Going back on the importance of remembering our past, we need reminders in order to appreciate the privileges we receive from God. But at the same time, we need to also understand since these are privileges and not rights, we cannot boast and even become arrogant about it. God calls us to remember our history in order to teach us humility in the present and put our hope in God for our future.

Modern churches today can learn well from always remembering our humble position before God. Church leaders get crazy about the latest church growth trends and boast about their successes. They drink from the fountain of grace yet abuse it by getting arrogant and self-serving. Yet Paul reminds of our humble estate as Gentiles. There is no room for boasting. We are saved by God’s grace. And just like how Jews were made to realize their privileged position ought to prompt them to serve the nations, we as Gentiles should always serve everyone in humble service.

Why humble service? Because we only receive God’s grace by the humble service our the Lord of Covenant our savior Jesus Christ.

Our Reconciliation by Christ

verses 13-18: “But now in Christ Jesus you who once were far off have been brought near by the blood of Christ. For he himself is our peace, who has made us both one and has broken down in his flesh the dividing wall of hostility by abolishing the law of commandments expressed in ordinances, that he might create in himself one new man in place of the two, so making peace, and might reconcile us both to God in one body through the cross, thereby killing the hostility. And he came and preached peace to you who were far off and peace to those who were near. For through him we both have access in one Spirit to the Father.

The Lord of the Covenant is also its Servant. He serves for his people Israel as well those who were considered not his people, the nations. He fulfills the promise God made in Isaiah 49:5-6. It reads:

And now the LORD says, he who formed me from the womb to be his servant, to bring Jacob back to him; and that Israel might be gathered to him— for I am honored in the eyes of the LORD, and my God has become my strength—he says: “It is too light a thing that you should be my servant to raise up the tribes of Jacob and to bring back the preserved of Israel; I will make you as a light for the nations, that my salvation may reach to the end of the earth.”

Jesus is the Christ who serves as a light to nations and brings salvation to the end of the earth. According to Paul, those “who once were far off have been brought near by the blood of Christ” The blood of Christ means his death and his dying at the cross means for us Christ’s atoning work. He paid for the penalty of sin. God’s wrath was poured over him instead of God. He is our peace offering. More so, his sacrifice brought peace between God and man, between Jews and Gentiles.

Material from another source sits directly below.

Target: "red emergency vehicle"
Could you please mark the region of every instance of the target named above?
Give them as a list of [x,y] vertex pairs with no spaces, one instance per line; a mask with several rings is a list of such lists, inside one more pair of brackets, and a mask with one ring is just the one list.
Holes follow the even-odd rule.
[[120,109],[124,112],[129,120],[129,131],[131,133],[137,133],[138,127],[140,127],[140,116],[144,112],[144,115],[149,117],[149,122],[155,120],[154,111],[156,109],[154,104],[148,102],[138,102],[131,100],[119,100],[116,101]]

This is sacrifice temple language. In the Holy temple of Jerusalem, God’s presence lies at the center and for the Jewish people, they cannot enter except for their High priest. Israel gain access to God once for all because Jesus becomes their great high priest who offered himself as a sacrifice for sins. But at the same time, the Gentiles were also brought near to God. These are Gentiles who were also allowed to access outside the temple courts. God in Christ brought near those who were once barred to enter the temple and threatened by death if they insist. In this sense, Christ who is our peace brought the two peoples one. By the doing so, he reconciles the whole mankind to God.


ZCRC(Imus), we are privileged to receive God’s promise of salvation. Christ who is our Lord serves his people in humiliation by becoming a Servant of the Covenant. He brought light to the Gentiles. He brought us near to God by his death at the cross. Let us always remember how God served us and in humility serve as ministers of reconciliation for others. May the Lord continue to bring his saving message to all those whom he saves. Amen.